Когда я однажды приехала в Нью-Йорк, Дэвид позвонил Дану О’Ши и попросил отвезти меня в магазин, чтобы купить шубу. Правда, покупал не он. Платить за нее мне пришлось самой. Помню, вернувшись в Голливуд и придя в гости, я бросила свою шубку на прочие и с неприятным удивлением обнаружила, что моя и вполовину не так красива, как остальные. Она была слишком дешева, поскольку я вообще не покупаю «самое дорогое». Кончилось тем, что я ее продала. Таков конец этой короткой истории.
Дэвид опять загрустил: он почти уверился, что я так и не достигну статуса настоящей американской кинозвезды. На следующее рождество он от всей души подарил мне шубу из персидского каракуля. Она мне понравилась намного больше норковой. Дэвид успокоился: у меня было меховое манто, которое его не позорило.
Через десять лет в Риме повторилась та же история. Потрясенный Роберто Росселлини спросил:
— Разве у тебя нет норковой шубы?
— Нет, — ответила я.
— Но у каждой женщины есть, — настаивал он. — Как случилось, что у тебя нет норковой шубы? Ведь у всех в Америке есть.
— Именно поэтому я и не купила шубу, которая есть у всех.
Что же он сделал? На следующее рождество он принес мне норковую шубу. Эту шубу я носила, потому что в Италии они есть далеко не у всех. Ну и, конечно, потому, что ее подарил Роберто. Она жива у меня до сих пор. Главное, я сумела использовать ее по назначению: подшила под плащ. Получился теплый, прекрасный плащ на норковом меху. Может быть, моим дочерям когда-нибудь он понравится.

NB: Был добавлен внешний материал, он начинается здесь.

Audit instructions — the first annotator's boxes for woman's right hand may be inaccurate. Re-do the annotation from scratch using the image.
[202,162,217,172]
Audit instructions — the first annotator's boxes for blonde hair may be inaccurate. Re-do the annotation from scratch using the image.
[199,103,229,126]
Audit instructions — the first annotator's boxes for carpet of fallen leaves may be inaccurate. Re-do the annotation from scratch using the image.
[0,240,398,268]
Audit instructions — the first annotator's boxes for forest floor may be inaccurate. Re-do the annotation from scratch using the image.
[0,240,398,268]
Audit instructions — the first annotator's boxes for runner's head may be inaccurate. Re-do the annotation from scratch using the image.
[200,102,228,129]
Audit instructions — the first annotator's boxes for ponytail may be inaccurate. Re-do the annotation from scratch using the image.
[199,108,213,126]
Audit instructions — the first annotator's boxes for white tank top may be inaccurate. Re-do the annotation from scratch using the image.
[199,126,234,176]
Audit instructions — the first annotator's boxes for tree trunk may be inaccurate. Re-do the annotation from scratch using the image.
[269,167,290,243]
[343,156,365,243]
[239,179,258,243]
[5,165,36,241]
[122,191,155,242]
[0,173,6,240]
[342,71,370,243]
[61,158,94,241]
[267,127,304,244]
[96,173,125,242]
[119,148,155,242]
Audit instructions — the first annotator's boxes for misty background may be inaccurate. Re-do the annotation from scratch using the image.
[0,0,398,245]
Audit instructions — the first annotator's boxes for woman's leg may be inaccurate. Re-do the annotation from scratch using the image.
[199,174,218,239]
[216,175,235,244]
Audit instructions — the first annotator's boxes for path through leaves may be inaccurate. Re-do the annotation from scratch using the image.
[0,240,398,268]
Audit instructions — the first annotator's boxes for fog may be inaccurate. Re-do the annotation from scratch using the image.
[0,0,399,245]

Та же история повторялась с драгоценностями. Маня они никогда не волновали. Я не сходила с ума от бриллиантовых браслетов, редко ношу бриллиантовые серьги или колье. Мое любимое украшение — длинная позолоченная цепочка и медальон. Несколько раз позолота сходила, и приходилось ее восстанавливать. «Смешно золотить такое старье», — говорили мне у ювелира, на что я отвечала: «У меня для этого есть причины сентиментального свойства. Благодарю за работу».

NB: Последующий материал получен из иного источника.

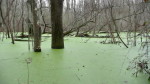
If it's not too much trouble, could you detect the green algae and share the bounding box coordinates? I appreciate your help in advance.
[0,36,149,84]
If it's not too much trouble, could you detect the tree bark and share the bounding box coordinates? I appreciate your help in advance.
[30,0,41,52]
[50,0,64,49]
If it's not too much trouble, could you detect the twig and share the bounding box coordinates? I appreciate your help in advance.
[75,73,80,81]
[25,58,32,84]
[27,63,29,84]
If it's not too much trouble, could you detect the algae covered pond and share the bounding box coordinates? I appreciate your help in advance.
[0,36,149,84]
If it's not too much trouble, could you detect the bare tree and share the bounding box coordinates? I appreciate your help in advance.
[0,0,15,44]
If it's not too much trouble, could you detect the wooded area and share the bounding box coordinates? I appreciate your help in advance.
[0,0,150,49]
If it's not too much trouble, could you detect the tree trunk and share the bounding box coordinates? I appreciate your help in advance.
[50,0,64,49]
[30,0,41,52]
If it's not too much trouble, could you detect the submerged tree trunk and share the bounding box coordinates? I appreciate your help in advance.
[30,0,41,52]
[50,0,64,49]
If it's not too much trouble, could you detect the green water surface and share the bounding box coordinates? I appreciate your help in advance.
[0,36,149,84]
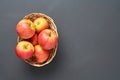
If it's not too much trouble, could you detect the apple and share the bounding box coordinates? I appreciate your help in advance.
[15,41,34,60]
[29,33,38,46]
[34,45,49,63]
[16,19,35,39]
[34,17,49,33]
[38,29,58,50]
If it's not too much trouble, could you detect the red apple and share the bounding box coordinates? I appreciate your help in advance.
[16,19,35,39]
[34,45,49,63]
[34,17,49,33]
[38,29,58,50]
[29,33,38,46]
[15,41,34,60]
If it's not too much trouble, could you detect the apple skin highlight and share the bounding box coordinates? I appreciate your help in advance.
[38,29,58,50]
[15,41,34,60]
[34,17,49,33]
[34,45,50,63]
[16,19,35,39]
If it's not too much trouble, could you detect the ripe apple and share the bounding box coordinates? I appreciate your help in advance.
[29,33,38,46]
[38,29,58,50]
[16,19,35,39]
[15,41,34,60]
[34,45,49,63]
[34,17,49,33]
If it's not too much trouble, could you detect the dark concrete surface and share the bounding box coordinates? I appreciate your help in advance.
[0,0,120,80]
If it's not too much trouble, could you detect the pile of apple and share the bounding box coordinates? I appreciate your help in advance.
[15,16,58,64]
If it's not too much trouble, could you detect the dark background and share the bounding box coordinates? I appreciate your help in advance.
[0,0,120,80]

Существовала еще одна проблема, которая вызывала во мне негодование: власть двух женщин — Лоуэллы Парсонс и Гедды Хупер. Их занятием было распространение всевозможных сплетен через свои статейки. Их сила ужасала меня. Я думаю, что кинокомпании совершенно напрасно позволили им подняться до высот, которые давали им возможность разрушать людские карьеры и жизни.
У Лоуэллы Парсонс намечалось какое-то торжество. По-моему, ее день рождения. Нам предложили внести по 25 долларов на обед в ее честь. Она прислала мне приглашение, которое я выбросила в мусорную корзину. Потом пришло еще одно. Я и это выкинула. И тут мой продюсер Уолтер Уонгер — в то время я снималась в «Жанне д’Арк» — спросил: «Ингрид, я так понимаю, что вы не ответили на приглашение Лоуэллы». Я ответила: «Да, я не хочу туда идти. Если я не отвечаю, то она поймет, что я не приду». «Ну, — сказал он, — этим бросаться не стоит. Скоро выходит фильм, и она постарается ему навредить. Парсонс всегда точит зуб на того, кто к ней не приходит». Я возразила: «Но я не намерена платить двадцать пять долларов за то, чтобы сидеть с кучей неприятных мне людей и прославлять Лоуэллу Парсонс». «Ну ладно, я заплачу», — сказал он. «Дело не в деньгах, — настаивала я. — Я в состоянии заплатить двадцать пять долларов. Просто я не хочу туда идти». Наконец он сказал: «Ну хорошо, вы можете сказаться больной и послать ей цветы». «Нет. На ее приглашение можно ответить только однозначно: прийти или не прийти. Так вот я не приду». В конце концов он послал ей цветы от моего имени, сказав, что я больна или что-то в этом роде. Он спасал свой фильм. До такой степени все были запуганы.